RDataFrame Snapshot on NANOAOD

Dear experts,

I am using ROOT 6.20/02 (6.24/06 behaves similarly) to test a simple code that creates a snapshot of a nanoAODv9 file, once keeping all branches, and once only a subset of them.

The input file is:

The snippet using the dataframe object df is:

branches = ROOT.std.vector("string")()
branches.push_back(str('Jet_pt')) # original branch name, as stored in NanoAOD
branches.push_back(str('JetPt')) # renamed branch, as defined below

df.Snapshot('Events', 'snapshot_test.root', branches)

This fails with the error:

Error in TBranch::TBranch: Illegal leaf: Jet_pt/Jet_pt[nJet]/F. If this is a variable size C array it’s possible that the branch holding the size is not available.
*** Break *** segmentation violation

However, removing the original branch ‘Jet_pt’ in ‘branches’ solves the problem.

Similarly, not specifying any branches in snapshot also works (but this defies the goal at hand).

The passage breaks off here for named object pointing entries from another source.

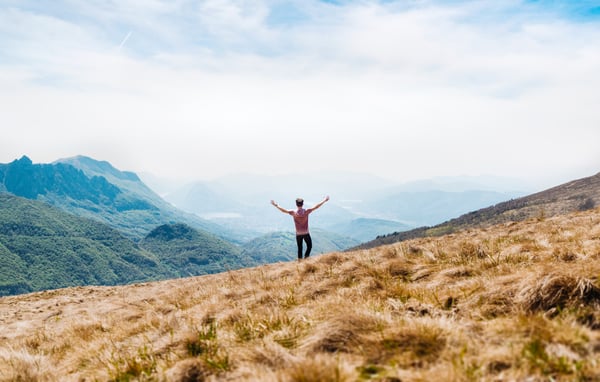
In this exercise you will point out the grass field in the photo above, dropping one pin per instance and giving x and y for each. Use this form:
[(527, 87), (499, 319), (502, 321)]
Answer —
[(518, 301)]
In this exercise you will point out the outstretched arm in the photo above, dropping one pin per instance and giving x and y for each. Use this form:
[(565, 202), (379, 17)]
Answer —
[(279, 207), (319, 204)]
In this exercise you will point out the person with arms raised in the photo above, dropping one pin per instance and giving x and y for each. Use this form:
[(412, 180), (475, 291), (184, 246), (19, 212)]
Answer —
[(300, 216)]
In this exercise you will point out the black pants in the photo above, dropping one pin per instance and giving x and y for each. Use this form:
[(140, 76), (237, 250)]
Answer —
[(308, 240)]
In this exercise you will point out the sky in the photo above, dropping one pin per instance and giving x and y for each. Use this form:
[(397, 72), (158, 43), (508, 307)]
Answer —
[(401, 89)]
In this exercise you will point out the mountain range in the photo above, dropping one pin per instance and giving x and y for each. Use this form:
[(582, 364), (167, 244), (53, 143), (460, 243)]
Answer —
[(362, 206), (79, 221)]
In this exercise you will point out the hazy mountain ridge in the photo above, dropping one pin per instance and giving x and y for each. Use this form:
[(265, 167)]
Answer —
[(190, 252), (241, 201), (577, 195), (95, 189), (42, 247)]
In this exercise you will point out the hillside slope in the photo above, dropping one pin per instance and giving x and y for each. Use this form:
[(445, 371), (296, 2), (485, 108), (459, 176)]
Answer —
[(578, 195), (515, 301), (42, 247)]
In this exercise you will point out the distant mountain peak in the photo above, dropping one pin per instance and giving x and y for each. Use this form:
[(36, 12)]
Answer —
[(91, 167)]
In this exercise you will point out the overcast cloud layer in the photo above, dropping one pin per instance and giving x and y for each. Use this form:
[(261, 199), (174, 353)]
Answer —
[(402, 89)]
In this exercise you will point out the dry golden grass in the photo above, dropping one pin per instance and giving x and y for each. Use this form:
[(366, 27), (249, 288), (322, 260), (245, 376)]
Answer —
[(519, 301)]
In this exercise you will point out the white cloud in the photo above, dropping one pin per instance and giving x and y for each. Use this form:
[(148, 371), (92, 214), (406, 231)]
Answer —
[(213, 87)]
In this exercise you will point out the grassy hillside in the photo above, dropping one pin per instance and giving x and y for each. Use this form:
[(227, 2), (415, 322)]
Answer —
[(578, 195), (516, 301), (364, 229), (191, 252), (42, 247)]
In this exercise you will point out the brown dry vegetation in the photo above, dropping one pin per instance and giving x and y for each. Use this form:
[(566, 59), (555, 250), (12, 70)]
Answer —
[(518, 301)]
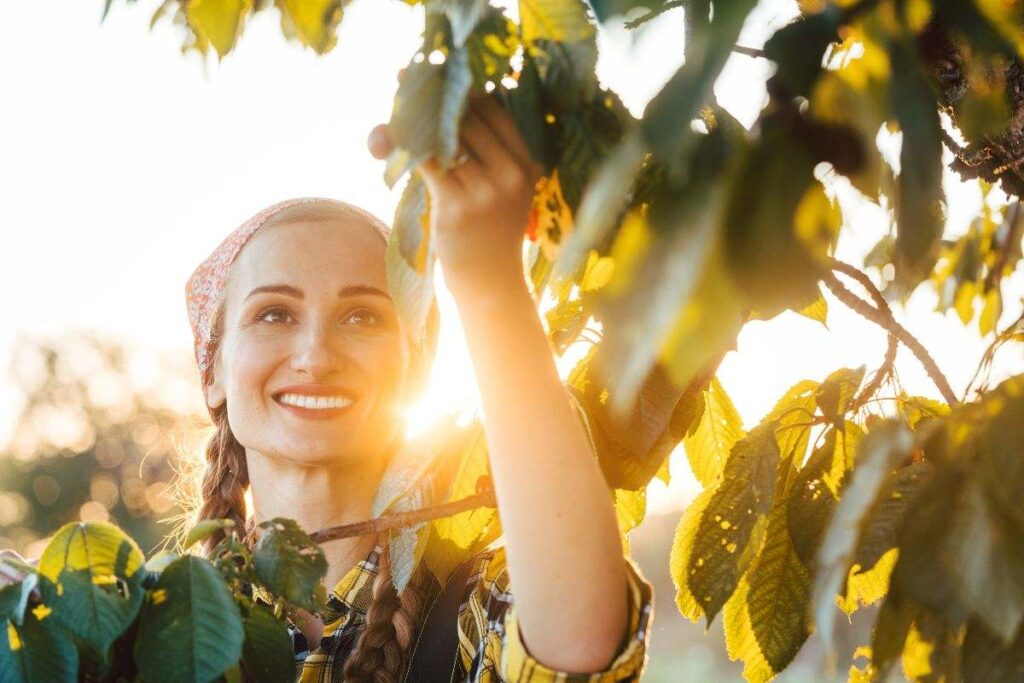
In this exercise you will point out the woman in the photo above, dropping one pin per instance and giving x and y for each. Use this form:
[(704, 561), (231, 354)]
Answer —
[(305, 368)]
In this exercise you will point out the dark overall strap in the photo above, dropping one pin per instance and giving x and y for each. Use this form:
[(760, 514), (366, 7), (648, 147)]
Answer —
[(434, 653)]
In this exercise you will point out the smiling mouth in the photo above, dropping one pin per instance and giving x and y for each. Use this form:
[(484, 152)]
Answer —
[(316, 403)]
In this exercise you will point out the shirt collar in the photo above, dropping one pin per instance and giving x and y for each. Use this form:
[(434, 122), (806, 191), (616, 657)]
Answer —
[(354, 591)]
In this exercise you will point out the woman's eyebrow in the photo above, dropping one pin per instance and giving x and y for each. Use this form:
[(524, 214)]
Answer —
[(276, 289), (347, 291), (356, 290)]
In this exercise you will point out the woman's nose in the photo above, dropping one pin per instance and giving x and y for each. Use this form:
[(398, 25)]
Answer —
[(318, 353)]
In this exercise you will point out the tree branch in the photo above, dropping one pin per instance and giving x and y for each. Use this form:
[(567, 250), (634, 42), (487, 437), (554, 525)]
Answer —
[(883, 316), (400, 519)]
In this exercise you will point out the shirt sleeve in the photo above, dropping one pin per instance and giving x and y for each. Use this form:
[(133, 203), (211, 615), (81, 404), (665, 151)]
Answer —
[(491, 621)]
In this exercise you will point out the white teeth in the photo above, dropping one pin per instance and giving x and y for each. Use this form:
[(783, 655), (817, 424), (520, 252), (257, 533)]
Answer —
[(315, 402)]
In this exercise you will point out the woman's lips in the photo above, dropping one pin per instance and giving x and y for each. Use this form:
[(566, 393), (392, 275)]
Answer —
[(314, 408)]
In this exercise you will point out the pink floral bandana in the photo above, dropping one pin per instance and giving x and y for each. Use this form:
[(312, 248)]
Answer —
[(207, 285)]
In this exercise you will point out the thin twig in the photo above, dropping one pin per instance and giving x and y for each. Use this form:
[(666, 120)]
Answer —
[(750, 51), (399, 519), (986, 358), (654, 12), (1016, 221), (883, 316)]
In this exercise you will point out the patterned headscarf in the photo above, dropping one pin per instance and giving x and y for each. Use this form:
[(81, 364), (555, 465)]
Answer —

I guess the issue is that the native nanoAOD branches are not vectors, and somehow snapshot is not handling them properly, while creating an alias in RDF somehow solves this issue (which is an ugly workaround).
Is there any other way other than this workaround to slim a nanoAOD TTree?


I guess @eguiraud can help you.

On my phone, but try always adding the array counter branch to the snapshot branchlist first, nJet in this case, and see what happens. Why things may work when an Alias is created, I could only speculate.

1 Like

Hi @hsaka ,
indeed for now the solution is to add nJet to your branches list (before Jet_pt).

This is rdf.Snapshot columnList - automate size columns · Issue #6932 · root-project/root · GitHub and we will make it so that manually adding size columns for variable-sized C-style arrays won’t be necessary.


Thanks, this does the trick!